LE CANCRE
virgo34
Adrien Dumont était à la retraite depuis plus de dix ans. Il coulait des jours heureux avec son épouse dans un petit village de Provence où les activités ne manquaient pas. Ses journées étaient bien remplies. La pétanque le maintenait en forme physique. La lecture, le scrabble et la belote sur le web entretenaient son mental.
Mais un jour, il fut pris de crampes abdominales qui le faisaient souffrir à intervalles réguliers. Il ne s'en inquiéta pas car il avait depuis son jeune âge des digestions difficiles qu'il pensait responsables de ses malheurs. Les douleurs se manifestaient certains soirs quand il venait s'allonger dans son lit.
Une nuit, elles le réveillèrent. Sa femme, affolée, appela le service de médecine de nuit. Vingt minutes après l'alerte, on sonna. C'était le médecin. Dès qu'il le vit, Adrien commença à se sentir mieux. Mais le praticien ne l'entendit pas de cette oreille et Adrien fut soumis à une auscultation approfondie. Le diagnostic tomba : la vésicule biliaire !
Adrien fut transporté en urgence à l'hôpital le plus proche où, dès son arrivée, il fut pris en charge par l'interne et l'anesthésiste de service. Au petit matin, un brancardier le descendit au bloc opératoire. L'opération ne s'éternisa pas et Adrien fut rapidement remis sur pied.
En fin de matinée, il sortit peu à peu de sa léthargie, bercé par un doux murmure : "Les sanglots longs des violons... Mignonne, allons voir si la rose... C'est un trou de verdure où chante une rivière... Demain, dès l'aube..."

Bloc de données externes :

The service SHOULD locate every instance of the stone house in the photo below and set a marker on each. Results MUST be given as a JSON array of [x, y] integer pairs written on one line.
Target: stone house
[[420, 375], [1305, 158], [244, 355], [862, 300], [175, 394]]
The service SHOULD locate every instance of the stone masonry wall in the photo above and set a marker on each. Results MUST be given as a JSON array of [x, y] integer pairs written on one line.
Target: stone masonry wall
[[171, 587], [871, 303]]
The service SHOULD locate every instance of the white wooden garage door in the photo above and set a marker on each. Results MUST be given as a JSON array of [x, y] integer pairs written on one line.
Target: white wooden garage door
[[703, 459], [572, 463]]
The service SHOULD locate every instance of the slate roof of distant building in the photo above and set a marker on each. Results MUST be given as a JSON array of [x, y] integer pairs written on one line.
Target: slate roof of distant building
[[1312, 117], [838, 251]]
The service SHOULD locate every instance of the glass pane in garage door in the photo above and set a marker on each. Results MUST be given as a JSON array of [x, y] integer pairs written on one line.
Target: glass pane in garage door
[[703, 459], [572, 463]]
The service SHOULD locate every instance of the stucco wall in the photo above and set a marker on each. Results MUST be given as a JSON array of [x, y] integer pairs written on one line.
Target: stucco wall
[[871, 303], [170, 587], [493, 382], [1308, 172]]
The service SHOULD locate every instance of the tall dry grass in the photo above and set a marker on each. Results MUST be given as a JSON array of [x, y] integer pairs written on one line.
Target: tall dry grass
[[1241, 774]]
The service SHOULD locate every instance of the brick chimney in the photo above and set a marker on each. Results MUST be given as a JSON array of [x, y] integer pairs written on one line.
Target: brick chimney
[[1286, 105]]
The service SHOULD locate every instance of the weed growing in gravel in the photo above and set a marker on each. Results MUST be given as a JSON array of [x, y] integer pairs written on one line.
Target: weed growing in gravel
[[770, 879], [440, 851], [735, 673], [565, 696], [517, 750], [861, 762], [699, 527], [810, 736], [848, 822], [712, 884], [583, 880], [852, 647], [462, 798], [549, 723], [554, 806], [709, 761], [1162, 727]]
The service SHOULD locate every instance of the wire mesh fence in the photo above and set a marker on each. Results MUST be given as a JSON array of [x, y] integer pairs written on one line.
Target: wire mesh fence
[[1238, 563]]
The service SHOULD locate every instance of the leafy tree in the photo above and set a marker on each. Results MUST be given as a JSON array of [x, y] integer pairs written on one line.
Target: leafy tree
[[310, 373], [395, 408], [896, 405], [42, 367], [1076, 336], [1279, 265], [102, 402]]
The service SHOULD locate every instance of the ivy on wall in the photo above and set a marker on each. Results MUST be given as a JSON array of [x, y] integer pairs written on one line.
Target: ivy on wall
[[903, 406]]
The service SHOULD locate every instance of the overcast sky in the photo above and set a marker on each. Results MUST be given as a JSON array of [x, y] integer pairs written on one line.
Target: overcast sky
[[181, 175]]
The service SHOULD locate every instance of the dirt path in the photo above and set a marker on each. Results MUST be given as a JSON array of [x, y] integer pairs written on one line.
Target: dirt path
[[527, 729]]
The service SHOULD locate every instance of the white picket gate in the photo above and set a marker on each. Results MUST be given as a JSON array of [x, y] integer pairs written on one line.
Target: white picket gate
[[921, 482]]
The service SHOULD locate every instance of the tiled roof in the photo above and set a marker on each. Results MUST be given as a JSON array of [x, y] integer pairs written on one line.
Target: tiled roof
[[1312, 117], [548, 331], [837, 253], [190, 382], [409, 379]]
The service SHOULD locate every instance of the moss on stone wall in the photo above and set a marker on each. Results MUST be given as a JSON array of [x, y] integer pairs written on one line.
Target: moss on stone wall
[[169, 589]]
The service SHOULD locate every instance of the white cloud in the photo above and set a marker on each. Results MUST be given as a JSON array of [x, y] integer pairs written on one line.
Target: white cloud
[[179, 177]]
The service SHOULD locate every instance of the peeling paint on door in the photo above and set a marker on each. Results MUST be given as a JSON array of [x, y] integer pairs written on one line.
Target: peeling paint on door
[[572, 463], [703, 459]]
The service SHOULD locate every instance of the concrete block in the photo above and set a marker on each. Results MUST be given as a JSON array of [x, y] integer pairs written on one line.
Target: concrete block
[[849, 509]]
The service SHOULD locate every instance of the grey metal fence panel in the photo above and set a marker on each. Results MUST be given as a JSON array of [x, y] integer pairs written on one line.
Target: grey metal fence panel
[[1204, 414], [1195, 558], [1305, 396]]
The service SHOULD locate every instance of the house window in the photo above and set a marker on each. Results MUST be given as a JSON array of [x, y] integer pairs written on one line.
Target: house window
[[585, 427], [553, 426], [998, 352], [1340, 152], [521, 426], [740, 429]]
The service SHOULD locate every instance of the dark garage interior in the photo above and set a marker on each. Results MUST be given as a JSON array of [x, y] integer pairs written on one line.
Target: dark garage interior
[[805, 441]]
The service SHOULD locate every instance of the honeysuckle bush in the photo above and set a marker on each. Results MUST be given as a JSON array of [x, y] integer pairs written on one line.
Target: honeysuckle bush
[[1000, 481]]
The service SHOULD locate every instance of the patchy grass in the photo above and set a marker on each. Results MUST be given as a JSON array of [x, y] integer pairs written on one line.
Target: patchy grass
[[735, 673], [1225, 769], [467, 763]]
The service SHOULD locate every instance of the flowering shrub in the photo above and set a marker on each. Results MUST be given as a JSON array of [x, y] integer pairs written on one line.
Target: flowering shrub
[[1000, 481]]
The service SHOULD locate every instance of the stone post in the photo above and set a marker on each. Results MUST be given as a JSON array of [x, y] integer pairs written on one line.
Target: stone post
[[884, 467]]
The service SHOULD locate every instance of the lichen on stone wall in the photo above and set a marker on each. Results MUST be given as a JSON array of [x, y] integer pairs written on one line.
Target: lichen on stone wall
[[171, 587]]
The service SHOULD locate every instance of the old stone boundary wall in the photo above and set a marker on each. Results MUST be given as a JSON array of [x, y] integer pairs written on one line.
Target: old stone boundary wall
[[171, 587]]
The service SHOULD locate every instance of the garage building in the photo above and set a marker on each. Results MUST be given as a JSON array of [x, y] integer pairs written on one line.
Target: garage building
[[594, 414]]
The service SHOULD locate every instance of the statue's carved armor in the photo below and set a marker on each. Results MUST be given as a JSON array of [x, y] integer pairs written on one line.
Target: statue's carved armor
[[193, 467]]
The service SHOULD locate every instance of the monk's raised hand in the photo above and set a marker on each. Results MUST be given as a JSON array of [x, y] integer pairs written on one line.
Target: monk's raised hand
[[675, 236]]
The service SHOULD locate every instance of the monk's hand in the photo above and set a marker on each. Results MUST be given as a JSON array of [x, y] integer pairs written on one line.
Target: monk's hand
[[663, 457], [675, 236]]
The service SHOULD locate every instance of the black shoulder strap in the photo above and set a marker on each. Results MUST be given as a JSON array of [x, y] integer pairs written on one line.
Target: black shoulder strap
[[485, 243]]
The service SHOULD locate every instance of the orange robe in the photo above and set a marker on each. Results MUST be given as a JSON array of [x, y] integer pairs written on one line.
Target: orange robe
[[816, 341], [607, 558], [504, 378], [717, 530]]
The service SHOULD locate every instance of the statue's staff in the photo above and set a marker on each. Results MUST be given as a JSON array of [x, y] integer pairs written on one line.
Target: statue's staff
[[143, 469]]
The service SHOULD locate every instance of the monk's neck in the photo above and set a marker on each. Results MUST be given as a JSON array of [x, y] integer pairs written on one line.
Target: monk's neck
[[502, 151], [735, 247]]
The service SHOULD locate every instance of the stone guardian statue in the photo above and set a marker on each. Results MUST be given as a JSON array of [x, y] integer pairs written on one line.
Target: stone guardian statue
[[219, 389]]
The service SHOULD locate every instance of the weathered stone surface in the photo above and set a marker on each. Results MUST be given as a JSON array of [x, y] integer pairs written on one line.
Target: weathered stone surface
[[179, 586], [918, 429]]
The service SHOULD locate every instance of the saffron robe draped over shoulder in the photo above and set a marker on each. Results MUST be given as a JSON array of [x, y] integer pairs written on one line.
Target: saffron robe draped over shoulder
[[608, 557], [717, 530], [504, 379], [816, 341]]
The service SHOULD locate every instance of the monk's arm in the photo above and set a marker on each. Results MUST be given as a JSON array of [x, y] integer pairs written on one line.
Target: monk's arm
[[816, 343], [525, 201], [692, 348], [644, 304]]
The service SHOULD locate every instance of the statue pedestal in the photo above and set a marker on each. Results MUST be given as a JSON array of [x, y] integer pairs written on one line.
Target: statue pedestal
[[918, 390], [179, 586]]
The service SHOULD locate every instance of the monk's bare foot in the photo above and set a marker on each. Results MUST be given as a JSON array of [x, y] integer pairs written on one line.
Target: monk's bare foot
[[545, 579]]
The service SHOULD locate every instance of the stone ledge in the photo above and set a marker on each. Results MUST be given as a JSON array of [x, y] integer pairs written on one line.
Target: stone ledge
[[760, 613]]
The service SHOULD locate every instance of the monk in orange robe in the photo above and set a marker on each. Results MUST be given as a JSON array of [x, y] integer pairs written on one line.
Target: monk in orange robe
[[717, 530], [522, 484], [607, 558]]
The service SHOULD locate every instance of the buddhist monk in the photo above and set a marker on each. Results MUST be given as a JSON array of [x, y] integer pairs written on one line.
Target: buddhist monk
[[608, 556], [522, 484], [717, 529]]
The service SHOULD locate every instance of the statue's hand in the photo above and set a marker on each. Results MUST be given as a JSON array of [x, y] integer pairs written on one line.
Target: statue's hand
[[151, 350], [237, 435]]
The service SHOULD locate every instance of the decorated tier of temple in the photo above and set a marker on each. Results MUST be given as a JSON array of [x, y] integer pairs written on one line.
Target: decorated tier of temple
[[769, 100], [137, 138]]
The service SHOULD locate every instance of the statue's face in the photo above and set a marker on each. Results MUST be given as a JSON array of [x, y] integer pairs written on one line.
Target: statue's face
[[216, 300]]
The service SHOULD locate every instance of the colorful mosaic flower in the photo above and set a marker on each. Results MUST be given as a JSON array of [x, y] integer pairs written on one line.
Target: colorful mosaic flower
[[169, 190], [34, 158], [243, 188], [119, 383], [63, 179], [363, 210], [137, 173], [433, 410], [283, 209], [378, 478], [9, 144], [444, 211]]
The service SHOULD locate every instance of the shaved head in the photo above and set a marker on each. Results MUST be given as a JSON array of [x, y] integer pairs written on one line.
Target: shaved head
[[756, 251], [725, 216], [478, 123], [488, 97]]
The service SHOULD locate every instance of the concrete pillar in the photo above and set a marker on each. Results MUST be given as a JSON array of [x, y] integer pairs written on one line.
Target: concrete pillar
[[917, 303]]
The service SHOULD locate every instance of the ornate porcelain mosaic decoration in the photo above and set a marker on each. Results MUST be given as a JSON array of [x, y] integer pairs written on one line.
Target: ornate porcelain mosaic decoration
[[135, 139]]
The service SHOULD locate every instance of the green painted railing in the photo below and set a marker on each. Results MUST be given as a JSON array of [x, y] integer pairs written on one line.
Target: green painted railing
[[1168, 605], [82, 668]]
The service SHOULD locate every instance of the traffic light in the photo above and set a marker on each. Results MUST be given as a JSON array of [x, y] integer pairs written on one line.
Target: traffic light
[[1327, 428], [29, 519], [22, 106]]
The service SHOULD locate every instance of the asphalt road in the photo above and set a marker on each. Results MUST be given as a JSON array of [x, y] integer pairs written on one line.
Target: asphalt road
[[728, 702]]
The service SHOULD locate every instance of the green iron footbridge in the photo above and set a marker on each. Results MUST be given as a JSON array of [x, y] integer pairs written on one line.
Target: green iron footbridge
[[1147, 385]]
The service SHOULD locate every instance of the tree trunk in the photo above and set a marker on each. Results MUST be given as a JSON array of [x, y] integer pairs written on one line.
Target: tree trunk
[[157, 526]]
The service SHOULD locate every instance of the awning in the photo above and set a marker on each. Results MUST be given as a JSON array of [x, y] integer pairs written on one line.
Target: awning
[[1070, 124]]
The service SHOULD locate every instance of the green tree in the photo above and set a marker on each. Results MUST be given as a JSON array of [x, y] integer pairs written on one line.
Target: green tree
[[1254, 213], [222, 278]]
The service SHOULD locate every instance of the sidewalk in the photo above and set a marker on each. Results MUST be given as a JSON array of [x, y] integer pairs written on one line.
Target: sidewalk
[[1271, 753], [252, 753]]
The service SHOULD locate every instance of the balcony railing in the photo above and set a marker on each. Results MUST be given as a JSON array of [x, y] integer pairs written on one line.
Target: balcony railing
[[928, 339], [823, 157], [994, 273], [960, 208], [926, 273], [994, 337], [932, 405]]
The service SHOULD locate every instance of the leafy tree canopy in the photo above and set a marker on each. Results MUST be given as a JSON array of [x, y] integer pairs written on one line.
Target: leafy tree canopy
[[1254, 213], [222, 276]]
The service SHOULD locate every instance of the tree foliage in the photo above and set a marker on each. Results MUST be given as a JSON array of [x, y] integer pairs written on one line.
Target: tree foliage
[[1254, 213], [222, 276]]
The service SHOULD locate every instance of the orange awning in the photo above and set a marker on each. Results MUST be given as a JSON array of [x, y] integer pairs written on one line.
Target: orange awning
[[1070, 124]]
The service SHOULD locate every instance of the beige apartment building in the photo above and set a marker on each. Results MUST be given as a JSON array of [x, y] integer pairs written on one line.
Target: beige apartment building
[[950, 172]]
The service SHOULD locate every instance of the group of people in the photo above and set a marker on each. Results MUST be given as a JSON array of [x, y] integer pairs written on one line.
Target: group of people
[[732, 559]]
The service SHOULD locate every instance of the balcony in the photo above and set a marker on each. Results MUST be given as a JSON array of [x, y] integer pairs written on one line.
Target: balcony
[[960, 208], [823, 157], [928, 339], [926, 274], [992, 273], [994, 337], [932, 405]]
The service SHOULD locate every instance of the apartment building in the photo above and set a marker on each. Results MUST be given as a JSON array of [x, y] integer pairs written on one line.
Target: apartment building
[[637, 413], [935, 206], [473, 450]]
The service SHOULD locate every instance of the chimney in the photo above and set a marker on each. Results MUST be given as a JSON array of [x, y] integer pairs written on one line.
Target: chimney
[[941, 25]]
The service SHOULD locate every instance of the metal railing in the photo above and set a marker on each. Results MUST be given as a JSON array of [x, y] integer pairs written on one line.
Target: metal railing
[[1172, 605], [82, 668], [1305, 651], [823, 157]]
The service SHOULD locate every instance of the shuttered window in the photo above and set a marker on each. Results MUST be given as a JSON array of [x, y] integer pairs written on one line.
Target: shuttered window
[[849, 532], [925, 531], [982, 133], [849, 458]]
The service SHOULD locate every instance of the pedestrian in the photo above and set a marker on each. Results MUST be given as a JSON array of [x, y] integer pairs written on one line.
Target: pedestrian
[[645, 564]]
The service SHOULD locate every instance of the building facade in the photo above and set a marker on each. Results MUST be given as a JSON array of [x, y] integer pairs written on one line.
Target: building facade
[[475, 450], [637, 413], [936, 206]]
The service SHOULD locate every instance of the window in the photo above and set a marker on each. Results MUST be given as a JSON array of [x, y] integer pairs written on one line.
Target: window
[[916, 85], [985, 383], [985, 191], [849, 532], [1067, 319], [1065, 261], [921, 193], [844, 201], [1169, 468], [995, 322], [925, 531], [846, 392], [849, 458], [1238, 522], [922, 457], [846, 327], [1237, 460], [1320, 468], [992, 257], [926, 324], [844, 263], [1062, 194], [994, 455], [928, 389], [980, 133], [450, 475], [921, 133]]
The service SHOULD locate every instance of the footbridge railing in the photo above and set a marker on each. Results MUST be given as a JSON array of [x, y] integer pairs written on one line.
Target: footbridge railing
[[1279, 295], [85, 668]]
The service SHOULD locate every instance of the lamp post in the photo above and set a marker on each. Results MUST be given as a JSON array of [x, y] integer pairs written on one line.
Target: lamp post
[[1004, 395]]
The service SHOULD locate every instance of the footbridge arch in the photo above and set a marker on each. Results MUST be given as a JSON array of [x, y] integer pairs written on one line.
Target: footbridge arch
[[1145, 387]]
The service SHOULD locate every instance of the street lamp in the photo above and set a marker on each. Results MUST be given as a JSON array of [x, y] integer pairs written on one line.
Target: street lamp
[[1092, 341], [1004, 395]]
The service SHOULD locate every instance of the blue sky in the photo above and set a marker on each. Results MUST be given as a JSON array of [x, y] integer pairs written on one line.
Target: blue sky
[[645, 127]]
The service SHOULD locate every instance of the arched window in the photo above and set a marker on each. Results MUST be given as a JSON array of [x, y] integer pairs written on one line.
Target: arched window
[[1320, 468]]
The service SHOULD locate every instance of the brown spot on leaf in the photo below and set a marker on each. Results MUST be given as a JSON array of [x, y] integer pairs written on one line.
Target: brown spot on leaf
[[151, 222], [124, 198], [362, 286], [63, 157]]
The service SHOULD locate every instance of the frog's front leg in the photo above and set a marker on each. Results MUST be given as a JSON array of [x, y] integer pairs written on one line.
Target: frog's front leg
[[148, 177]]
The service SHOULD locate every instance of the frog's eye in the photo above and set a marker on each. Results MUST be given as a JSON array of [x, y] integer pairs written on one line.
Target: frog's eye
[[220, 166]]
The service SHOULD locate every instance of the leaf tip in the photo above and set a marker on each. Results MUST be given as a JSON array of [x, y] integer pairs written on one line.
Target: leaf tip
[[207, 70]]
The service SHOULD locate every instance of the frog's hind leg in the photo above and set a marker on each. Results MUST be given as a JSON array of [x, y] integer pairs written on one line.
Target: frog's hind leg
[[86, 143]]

"Quel doux discours ! Est-ce possible ?", pensa-t-il en se remémorant son aventure de la veille.
- "Bonjour, Monsieur Dumont ! Vous me reconnaissez ?"
Adrien avait beau réfléchir, il ne voyait pas... et son cerveau, rendu paresseux par l'anesthésie, ne voulait pas en savoir davantage.
- "Je suis Kévin Langevin, un de vos anciens élèves !"
Un sourire illumina aussitôt le visage d'Adrien qui, incapable de réagir plus vivement, se remémora tout un pan de sa vie. Il se revit écrivant au tableau noir les mots-clés de la leçon et récitant des poèmes à des adolescents peu motivés. Et le "cancre" était là, devant lui, à lui susurrer des vers qu'il aurait dû avoir oubliés mais qui avaient finalement atteint leur but. Ce fut la plus grande satisfaction de son existence.
Et quand, quelques jours plus tard, il rentra chez lui, il avait repris goût à la vie et échafaudait des projets ambitieux avec son épouse.
Le cancre d'antan qui remotive le prof à la fin, c'est finement bien mené. Comme quoi on peut ne pas être à la hauteur à un moment de notre vie et pouvoir faire quelque chose de formidable après :-)
· Il y a plus de 8 ans ·Yitou
C'est surtout que les conséquences ne sont visibles que bien après l'action.
· Il y a plus de 8 ans ·virgo34
À mesure de volonté, à force de travail et bienveillance.. C'est un très bon texte !!
· Il y a plus de 8 ans ·Yitou
Merci, Yitou !
· Il y a plus de 8 ans ·virgo34
ben;.. du prof ! finalement il y a une belle morale !
· Il y a plus de 8 ans ·Gabriel Meunier
Vu du côté du prof, c'est évident et motivant.
· Il y a plus de 8 ans ·virgo34
sympa ! j'ai vécu à peu près cette aventure !
· Il y a plus de 8 ans ·Gabriel Meunier
Du côté du cancre ou du côté du prof ?
· Il y a plus de 8 ans ·virgo34
tout cancre peut accéder à la rédemption!
· Il y a plus de 8 ans ·menestrel75
Oui, parce que dans tout cancre sommeille un génie.